La source, qui est au centre du comité, a nommé les entités suivantes : la société immobilière Hassan & Al-Abed, le projet agricole Al-Bidaya, la tour d’habitation Paradise Hotel et la société de transfert de fonds Al-Fayha.

« Ils ont bénéficié d’un traitement préférentiel dans les appels d’offres, d’une exonération fiscale et ont été autorisés à transférer des fonds au Hamas et à Gaza sans aucune limite », a déclaré un membre du groupe de travail à Reuters sous couvert d’anonymat.

Une source anonyme du conseil de souveraineté au pouvoir au Soudan a confirmé les saisies à la station de radio israélienne Kan et a déclaré que tous les actifs dans le pays du groupe terroriste au pouvoir à Gaza avaient été confisqués.

Le Premier ministre du Soudan, Abdalla Hamdok, lors d’une conférence de presse à Khartoum, au Soudan, le 21 août 2019. (Crédit : AP, File)
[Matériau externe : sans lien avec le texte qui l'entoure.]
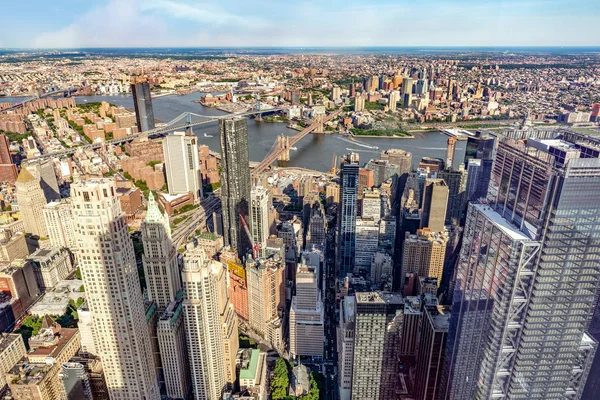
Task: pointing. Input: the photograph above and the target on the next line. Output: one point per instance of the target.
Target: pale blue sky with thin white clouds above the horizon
(244, 23)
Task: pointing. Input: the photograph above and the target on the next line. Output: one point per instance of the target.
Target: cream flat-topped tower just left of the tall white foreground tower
(58, 216)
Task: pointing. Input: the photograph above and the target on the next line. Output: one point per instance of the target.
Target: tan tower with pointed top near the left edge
(31, 200)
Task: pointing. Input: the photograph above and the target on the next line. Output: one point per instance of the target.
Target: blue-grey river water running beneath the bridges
(314, 151)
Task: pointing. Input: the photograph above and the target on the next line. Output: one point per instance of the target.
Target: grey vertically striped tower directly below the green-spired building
(173, 350)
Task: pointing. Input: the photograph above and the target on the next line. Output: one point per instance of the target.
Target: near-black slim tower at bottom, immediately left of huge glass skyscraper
(432, 346)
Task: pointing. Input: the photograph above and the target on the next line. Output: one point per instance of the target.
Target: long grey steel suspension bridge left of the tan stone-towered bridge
(168, 127)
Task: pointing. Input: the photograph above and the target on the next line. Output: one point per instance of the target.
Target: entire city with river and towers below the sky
(151, 258)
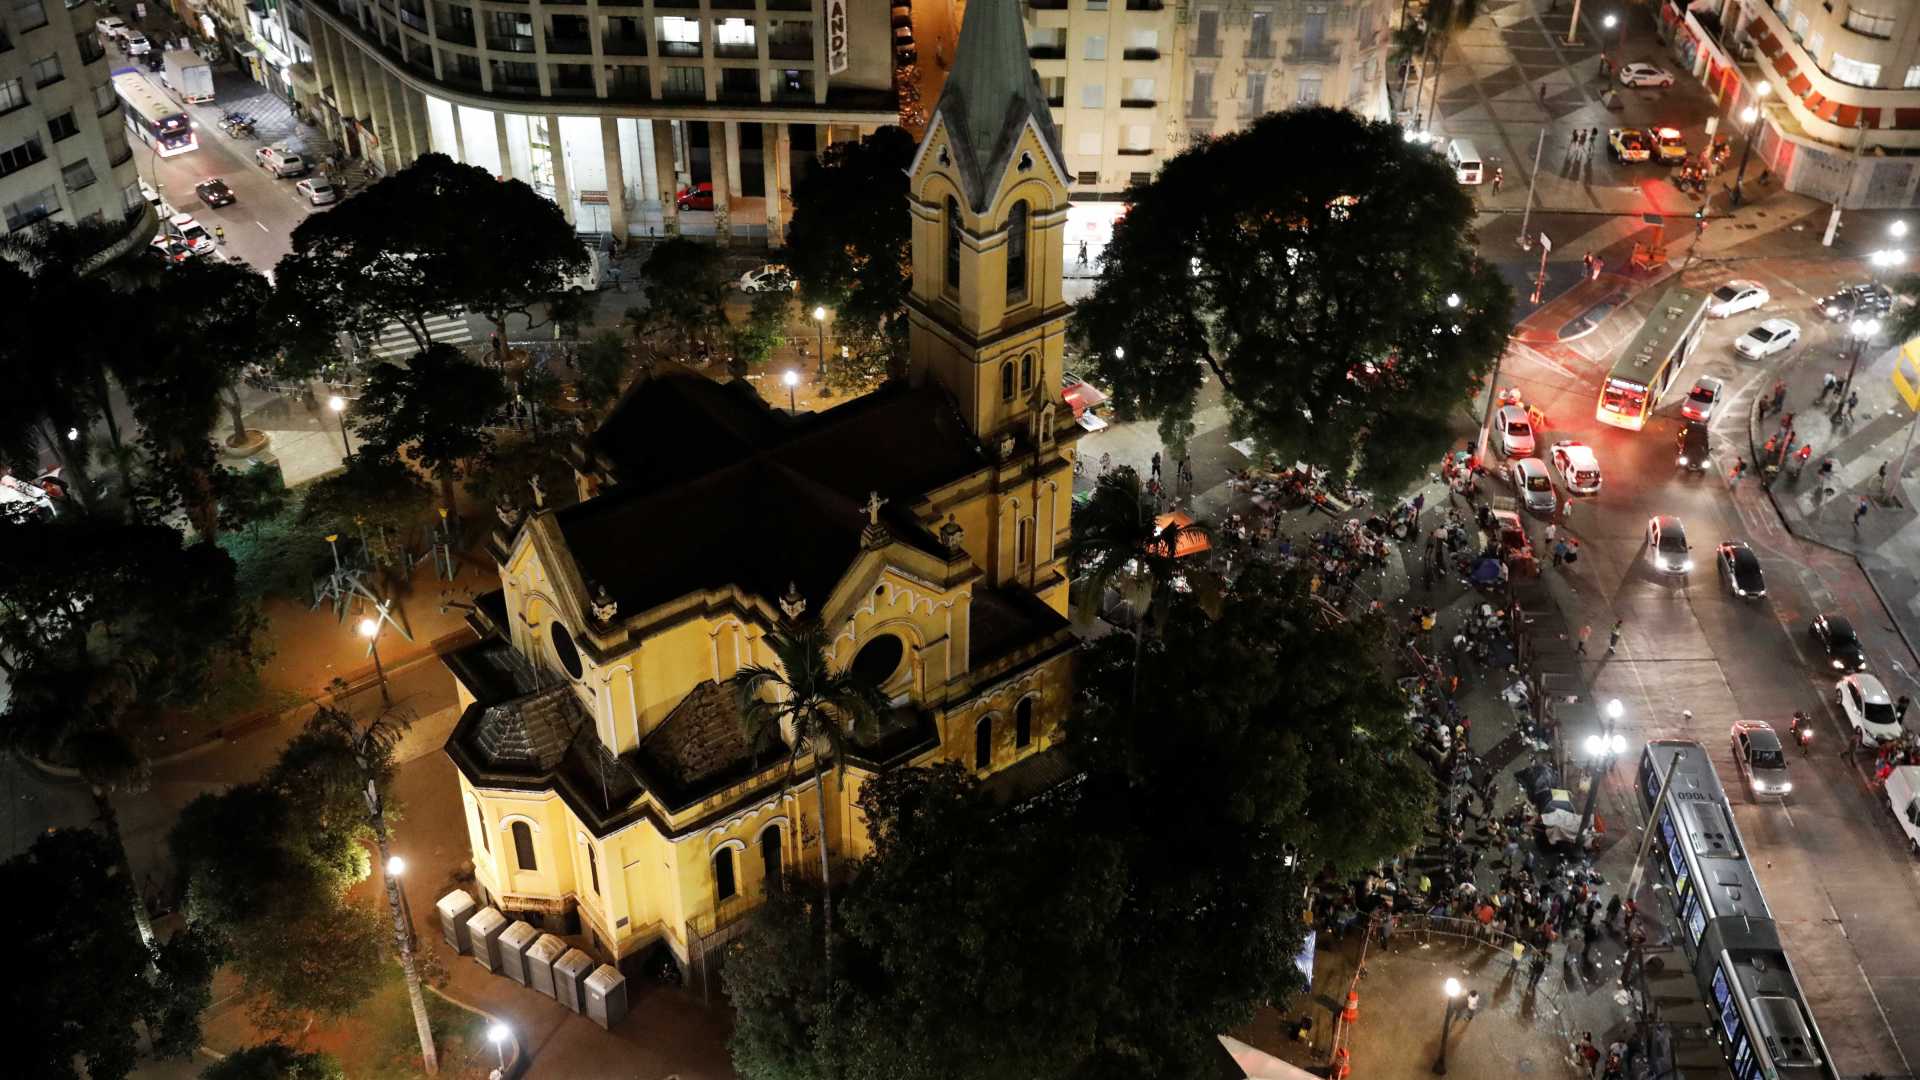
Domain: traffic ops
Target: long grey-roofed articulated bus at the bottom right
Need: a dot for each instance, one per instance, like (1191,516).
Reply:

Reuters a décrit les saisies comme faisant partie d’un effort du Soudan pour se rapprocher de l’Occident après le renversement de Bechir en 2019, privant ainsi le Hamas d’un refuge sûr pour collecter des fonds et acheminer des armes iraniennes vers Gaza.

Le Soudan a signé un accord de normalisation avec Israël l’année dernière dans le cadre des Accords d’Abraham qui ont également vu l’État juif signer des accords avec les Émirats arabes unis, le Bahreïn et le Maroc.

Le Hamas, qui dirige la bande de Gaza, a nié à l’AFP avoir des investissements au Soudan.

« Nous n’avons aucun problème avec une quelconque agence soudanaise », a déclaré Hazem Qassem, porte-parole du Hamas.

Un autre responsable du Hamas a également nié tout lien avec les saisies. « Certaines des informations rapportées sont anciennes. La plupart de ces informations n’ont rien à voir avec le Hamas », a déclaré Moussa Abu Marzouk.

Les responsables israéliens ont longtemps accusé le Soudan de Bechir d’avoir servi de base de soutien aux terroristes palestiniens.

En 2012, le Soudan a accusé Israël d’avoir frappé une usine militaire à Khartoum, ce qui a donné lieu à des spéculations selon lesquelles des armes iraniennes y étaient stockées ou fabriquées. Le Soudan a nié tout lien entre le Hamas et l’usine.

Khartoum, au Soudan, le 9 janvier 2020. (Crédit : AP Photo/Nariman El-Mofty)

En décembre 2020, après que les États-Unis ont retiré le Soudan de leur liste noire des États soutenant le terrorisme à la suite de son engagement à normaliser les liens avec Israël, la nation arabe a révoqué la citoyenneté du principal dirigeant du Hamas, Khaled Mashaal, ainsi que celle de quelque 3 000 autres ressortissants étrangers accusés de liens avec le terrorisme.

Mashaal, qui a dirigé le bureau politique du Hamas entre 1996 et 2017, a été expulsé de plusieurs pays du Moyen-Orient et réside actuellement au Qatar.

Dans le cadre de l’accord visant à retirer le pays de la liste noire, le Soudan a accepté de verser 335 millions de dollars pour indemniser les survivants et les familles des victimes de l’attentat de 2000 contre l’USS Cole, au large des côtes du Yémen, et des attentats jumeaux de 1998 contre les ambassades américaines au Kenya et en Tanzanie.

Ces attentats ont été perpétrés après que M. el-Bechir eut permis à Oussama Ben Laden, alors chef d’Al-Qaida, de trouver refuge au Soudan. L’un des principaux planificateurs des attentats contre les ambassades, Abdullah Ahmed Abdullah, a été tué à Téhéran l’année dernière, apparemment par des agents israéliens.

Le gouvernement de transition du Soudan, qui a pris le pouvoir en 2019 après le renversement de Bechir, a également accepté de reconnaître Israël, un objectif majeur de l’ancienne administration Trump, bien que Khartoum ait cherché à minimiser ce lien.